The container shown in the figure has two chambers,separated by a partition,with volumes $V_1 = 2.0 \, L$ and $V_2 = 3.0 \, L$. The chambers contain $\mu_1 = 4.0 \, mol$ and $\mu_2 = 5.0 \, mol$ of a gas at pressures $P_1 = 1.00 \, atm$ and $P_2 = 2.00 \, atm$. Calculate the pressure after the partition is removed and the mixture attains equilibrium.

(1.60 ATM) Given:
$V_1 = 2.0 \, L, V_2 = 3.0 \, L$
$\mu_1 = 4.0 \, mol, \mu_2 = 5.0 \, mol$
$P_1 = 1.00 \, atm, P_2 = 2.00 \, atm$
For an ideal gas,the internal energy $U$ is given by $U = \frac{f}{2} PV$,where $f$ is the degrees of freedom.

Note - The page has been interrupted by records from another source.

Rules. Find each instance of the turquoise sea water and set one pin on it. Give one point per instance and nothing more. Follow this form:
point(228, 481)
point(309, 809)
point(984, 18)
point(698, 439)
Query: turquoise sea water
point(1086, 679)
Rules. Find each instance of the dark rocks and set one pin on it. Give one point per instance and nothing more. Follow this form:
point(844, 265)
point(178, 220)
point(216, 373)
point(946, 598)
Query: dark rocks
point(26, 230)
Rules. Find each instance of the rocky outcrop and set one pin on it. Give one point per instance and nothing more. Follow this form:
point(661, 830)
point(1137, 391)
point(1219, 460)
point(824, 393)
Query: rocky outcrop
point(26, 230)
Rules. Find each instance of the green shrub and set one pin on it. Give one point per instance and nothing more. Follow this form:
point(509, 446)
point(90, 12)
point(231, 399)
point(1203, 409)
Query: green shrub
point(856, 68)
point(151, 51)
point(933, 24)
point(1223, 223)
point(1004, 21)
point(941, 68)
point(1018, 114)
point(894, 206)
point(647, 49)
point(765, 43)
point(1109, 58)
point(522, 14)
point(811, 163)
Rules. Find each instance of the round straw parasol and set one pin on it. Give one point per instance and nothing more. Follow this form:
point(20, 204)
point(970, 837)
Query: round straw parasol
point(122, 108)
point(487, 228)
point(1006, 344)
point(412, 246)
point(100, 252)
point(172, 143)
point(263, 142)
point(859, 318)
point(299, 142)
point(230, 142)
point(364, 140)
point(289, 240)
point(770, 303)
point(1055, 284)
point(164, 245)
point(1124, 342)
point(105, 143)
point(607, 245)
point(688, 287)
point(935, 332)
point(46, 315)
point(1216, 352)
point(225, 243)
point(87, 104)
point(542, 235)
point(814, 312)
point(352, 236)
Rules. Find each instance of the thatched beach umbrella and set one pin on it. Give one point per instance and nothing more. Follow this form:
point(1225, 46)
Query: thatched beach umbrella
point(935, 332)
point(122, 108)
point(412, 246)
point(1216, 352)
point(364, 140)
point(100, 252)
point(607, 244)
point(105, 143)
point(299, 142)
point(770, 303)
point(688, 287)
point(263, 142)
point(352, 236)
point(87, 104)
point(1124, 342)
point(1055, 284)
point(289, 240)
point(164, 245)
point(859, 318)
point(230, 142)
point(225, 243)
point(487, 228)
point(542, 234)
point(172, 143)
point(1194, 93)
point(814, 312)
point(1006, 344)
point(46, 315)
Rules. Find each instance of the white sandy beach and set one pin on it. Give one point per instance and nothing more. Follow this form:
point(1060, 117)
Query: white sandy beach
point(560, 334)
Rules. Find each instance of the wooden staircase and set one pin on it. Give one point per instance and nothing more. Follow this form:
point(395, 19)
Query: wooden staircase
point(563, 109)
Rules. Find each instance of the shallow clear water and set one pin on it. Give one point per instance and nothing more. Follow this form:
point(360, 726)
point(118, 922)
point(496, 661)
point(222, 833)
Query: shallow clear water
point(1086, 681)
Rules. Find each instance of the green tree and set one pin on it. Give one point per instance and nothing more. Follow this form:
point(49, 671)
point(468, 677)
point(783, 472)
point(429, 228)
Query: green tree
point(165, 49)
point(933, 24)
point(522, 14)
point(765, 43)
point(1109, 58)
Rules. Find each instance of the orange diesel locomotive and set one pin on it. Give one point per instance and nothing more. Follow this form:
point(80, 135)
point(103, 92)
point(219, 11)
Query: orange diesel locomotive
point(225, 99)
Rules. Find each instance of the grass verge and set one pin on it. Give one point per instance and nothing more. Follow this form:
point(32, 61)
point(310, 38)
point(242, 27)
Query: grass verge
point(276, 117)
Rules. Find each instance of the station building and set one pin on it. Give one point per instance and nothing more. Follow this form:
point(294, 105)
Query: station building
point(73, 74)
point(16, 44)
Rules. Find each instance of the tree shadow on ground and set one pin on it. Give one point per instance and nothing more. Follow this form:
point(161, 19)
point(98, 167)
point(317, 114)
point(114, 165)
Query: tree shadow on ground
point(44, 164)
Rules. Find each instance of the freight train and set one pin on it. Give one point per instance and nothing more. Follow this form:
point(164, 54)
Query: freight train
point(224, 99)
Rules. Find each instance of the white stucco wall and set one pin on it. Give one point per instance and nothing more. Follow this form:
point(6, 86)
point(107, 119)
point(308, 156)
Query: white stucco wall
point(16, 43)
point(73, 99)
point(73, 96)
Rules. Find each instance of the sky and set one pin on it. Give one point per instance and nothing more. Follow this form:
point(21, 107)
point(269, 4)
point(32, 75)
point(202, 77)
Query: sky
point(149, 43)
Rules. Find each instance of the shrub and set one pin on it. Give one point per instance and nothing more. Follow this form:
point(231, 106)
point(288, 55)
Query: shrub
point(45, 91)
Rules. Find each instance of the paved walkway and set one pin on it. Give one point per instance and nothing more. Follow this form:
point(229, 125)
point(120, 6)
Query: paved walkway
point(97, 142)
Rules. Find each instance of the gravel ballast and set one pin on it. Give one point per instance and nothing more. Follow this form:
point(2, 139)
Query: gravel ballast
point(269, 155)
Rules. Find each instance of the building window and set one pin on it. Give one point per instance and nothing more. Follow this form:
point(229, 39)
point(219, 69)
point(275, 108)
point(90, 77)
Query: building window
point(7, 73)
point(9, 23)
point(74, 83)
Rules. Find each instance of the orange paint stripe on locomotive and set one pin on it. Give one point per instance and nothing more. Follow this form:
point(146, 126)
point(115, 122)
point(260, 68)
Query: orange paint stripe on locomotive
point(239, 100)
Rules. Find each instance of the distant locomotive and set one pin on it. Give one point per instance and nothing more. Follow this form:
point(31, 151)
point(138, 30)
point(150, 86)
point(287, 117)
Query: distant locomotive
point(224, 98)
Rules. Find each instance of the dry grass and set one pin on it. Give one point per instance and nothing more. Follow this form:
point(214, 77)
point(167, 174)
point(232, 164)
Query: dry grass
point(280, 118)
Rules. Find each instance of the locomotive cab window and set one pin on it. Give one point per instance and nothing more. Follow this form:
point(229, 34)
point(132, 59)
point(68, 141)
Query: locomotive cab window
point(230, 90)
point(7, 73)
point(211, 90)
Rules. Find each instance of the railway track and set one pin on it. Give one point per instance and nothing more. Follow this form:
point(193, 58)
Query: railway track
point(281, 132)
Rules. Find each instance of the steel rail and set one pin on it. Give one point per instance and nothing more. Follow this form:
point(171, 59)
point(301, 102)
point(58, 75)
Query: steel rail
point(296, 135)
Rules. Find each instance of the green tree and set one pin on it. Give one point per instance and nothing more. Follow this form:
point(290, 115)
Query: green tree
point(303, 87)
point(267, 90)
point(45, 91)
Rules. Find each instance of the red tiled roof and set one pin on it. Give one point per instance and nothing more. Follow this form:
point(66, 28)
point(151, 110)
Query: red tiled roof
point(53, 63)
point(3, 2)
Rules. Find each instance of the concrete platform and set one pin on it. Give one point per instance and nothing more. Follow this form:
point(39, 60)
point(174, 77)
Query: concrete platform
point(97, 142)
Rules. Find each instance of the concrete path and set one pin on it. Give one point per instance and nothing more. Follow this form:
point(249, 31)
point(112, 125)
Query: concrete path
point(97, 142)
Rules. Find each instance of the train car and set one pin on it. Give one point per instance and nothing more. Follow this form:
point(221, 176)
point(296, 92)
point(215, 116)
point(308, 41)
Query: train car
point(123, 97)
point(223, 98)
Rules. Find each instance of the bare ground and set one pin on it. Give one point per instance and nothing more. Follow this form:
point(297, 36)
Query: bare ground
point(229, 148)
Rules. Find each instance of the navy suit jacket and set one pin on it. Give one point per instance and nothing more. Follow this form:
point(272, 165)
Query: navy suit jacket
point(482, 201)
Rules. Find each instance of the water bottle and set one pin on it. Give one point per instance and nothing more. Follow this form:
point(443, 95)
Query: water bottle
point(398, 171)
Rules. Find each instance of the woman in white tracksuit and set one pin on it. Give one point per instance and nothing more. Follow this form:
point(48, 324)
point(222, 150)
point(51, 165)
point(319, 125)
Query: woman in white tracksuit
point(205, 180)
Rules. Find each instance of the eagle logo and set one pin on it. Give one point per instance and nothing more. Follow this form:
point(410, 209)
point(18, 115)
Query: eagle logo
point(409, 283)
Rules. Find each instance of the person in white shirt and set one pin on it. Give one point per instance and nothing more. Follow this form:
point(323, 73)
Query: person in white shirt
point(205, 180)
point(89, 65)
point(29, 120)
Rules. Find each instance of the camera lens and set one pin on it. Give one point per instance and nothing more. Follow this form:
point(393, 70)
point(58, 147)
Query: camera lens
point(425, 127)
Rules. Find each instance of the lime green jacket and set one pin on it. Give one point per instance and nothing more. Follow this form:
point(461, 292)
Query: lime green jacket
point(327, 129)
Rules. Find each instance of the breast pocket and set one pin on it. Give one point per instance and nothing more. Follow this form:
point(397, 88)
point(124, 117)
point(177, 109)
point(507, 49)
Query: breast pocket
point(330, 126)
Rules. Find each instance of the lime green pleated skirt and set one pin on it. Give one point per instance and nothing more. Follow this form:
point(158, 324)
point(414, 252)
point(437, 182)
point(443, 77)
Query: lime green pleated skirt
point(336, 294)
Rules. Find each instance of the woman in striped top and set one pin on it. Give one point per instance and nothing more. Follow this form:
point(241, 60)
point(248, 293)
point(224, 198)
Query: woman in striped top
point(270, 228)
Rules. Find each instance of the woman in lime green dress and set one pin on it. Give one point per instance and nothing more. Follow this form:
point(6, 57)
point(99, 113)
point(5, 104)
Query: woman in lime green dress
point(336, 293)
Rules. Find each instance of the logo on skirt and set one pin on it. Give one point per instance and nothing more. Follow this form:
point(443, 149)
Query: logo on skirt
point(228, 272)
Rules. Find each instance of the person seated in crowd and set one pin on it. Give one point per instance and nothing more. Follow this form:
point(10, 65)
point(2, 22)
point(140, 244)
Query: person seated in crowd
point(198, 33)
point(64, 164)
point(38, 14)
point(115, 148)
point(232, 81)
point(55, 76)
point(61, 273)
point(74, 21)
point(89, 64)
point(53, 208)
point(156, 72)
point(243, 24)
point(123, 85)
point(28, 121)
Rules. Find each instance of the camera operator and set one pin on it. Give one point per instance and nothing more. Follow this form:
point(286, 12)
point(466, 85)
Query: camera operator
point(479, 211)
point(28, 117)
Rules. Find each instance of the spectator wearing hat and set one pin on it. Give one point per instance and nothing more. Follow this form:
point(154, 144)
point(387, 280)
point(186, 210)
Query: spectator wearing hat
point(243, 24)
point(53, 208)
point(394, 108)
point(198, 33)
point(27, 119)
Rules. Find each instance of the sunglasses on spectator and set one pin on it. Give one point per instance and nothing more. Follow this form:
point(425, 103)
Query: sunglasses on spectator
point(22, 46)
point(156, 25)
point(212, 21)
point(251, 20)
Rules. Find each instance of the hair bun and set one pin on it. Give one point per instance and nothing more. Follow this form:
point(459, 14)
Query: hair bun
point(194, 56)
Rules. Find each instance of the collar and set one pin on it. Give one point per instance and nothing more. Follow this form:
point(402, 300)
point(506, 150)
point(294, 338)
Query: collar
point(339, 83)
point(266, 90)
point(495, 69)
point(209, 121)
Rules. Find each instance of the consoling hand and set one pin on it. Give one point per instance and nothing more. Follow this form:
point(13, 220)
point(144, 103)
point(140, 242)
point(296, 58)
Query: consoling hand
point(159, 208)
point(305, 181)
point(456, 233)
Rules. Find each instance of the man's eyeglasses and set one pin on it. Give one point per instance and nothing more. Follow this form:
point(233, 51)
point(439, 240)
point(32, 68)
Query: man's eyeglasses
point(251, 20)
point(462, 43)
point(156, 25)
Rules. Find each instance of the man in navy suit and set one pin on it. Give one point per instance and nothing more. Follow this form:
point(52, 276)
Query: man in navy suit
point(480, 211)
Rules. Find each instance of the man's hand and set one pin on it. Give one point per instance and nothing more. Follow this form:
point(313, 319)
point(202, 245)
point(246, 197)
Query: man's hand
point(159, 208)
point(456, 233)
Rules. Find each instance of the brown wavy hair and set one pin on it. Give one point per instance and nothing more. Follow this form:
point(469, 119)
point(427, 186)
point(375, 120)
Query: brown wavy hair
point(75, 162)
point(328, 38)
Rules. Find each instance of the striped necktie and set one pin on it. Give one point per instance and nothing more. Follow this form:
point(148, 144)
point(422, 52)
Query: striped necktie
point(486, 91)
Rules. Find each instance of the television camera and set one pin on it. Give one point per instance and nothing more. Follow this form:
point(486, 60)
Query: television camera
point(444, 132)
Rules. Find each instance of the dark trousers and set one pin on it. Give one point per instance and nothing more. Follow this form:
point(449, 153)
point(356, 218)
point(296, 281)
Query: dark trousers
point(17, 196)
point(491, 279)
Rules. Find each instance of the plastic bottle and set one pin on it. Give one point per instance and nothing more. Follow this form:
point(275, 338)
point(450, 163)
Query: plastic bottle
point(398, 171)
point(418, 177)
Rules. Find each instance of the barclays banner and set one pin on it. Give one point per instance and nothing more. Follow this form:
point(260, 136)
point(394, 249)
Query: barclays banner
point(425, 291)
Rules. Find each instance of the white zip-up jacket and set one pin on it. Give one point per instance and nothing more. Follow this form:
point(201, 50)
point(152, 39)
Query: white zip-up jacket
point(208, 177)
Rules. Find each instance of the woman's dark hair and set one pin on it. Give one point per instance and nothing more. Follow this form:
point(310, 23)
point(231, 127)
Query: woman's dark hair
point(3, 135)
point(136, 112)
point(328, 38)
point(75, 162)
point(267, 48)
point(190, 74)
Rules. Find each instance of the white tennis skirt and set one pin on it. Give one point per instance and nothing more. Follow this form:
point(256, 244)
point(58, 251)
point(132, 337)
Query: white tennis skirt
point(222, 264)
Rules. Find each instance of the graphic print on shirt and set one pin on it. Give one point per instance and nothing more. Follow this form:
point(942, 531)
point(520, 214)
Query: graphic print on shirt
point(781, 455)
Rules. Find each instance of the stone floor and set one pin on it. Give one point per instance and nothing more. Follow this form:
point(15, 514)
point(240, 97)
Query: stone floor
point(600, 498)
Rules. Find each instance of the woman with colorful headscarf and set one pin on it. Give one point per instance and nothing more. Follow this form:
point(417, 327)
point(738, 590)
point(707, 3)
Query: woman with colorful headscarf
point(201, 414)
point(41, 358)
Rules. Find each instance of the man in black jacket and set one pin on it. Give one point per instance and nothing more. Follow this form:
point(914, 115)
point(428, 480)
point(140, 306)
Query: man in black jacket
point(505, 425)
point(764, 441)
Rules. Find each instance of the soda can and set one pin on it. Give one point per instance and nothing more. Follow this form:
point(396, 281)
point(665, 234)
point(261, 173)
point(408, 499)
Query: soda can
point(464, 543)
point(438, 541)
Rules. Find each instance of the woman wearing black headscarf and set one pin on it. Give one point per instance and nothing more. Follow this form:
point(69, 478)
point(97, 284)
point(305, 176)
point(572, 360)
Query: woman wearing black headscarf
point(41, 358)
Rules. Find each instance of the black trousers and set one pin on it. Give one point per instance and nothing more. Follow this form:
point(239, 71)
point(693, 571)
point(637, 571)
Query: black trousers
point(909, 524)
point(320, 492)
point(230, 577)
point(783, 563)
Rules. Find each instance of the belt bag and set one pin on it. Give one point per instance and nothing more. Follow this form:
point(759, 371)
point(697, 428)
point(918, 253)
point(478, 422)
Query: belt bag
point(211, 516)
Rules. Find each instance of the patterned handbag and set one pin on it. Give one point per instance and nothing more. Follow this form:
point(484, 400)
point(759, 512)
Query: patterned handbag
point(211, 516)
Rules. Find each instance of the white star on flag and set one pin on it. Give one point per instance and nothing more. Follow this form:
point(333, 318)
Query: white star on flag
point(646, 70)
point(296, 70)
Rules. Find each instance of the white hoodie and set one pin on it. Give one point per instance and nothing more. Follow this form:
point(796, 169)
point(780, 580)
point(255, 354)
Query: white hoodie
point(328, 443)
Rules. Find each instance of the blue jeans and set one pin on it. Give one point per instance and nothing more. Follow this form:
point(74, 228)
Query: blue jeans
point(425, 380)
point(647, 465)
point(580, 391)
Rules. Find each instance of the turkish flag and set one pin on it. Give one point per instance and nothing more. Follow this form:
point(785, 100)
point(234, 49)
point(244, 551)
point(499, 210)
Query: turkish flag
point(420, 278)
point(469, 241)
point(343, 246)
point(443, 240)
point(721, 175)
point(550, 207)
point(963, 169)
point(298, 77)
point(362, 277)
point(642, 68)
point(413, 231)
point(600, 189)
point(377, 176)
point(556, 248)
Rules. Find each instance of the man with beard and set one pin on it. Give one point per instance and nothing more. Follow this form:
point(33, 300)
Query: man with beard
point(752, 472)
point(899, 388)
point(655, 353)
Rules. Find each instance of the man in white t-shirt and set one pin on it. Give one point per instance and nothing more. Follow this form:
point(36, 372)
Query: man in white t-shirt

Since the gases mix and reach thermal equilibrium,the total internal energy is conserved.
$U_{total} = U_1 + U_2$
$\frac{f}{2} P(V_1 + V_2) = \frac{f}{2} P_1 V_1 + \frac{f}{2} P_2 V_2$
Canceling $\frac{f}{2}$ from both sides,we get:
$P(V_1 + V_2) = P_1 V_1 + P_2 V_2$
Solving for the final pressure $P$:
$P = \frac{P_1 V_1 + P_2 V_2}{V_1 + V_2}$
Substituting the values:
$P = \frac{(1.00 \times 2.0) + (2.00 \times 3.0)}{2.0 + 3.0} \, atm$
$P = \frac{2.0 + 6.0}{5.0} \, atm$
$P = \frac{8.0}{5.0} \, atm = 1.60 \, atm$
The final pressure of the mixture is $1.60 \, atm$.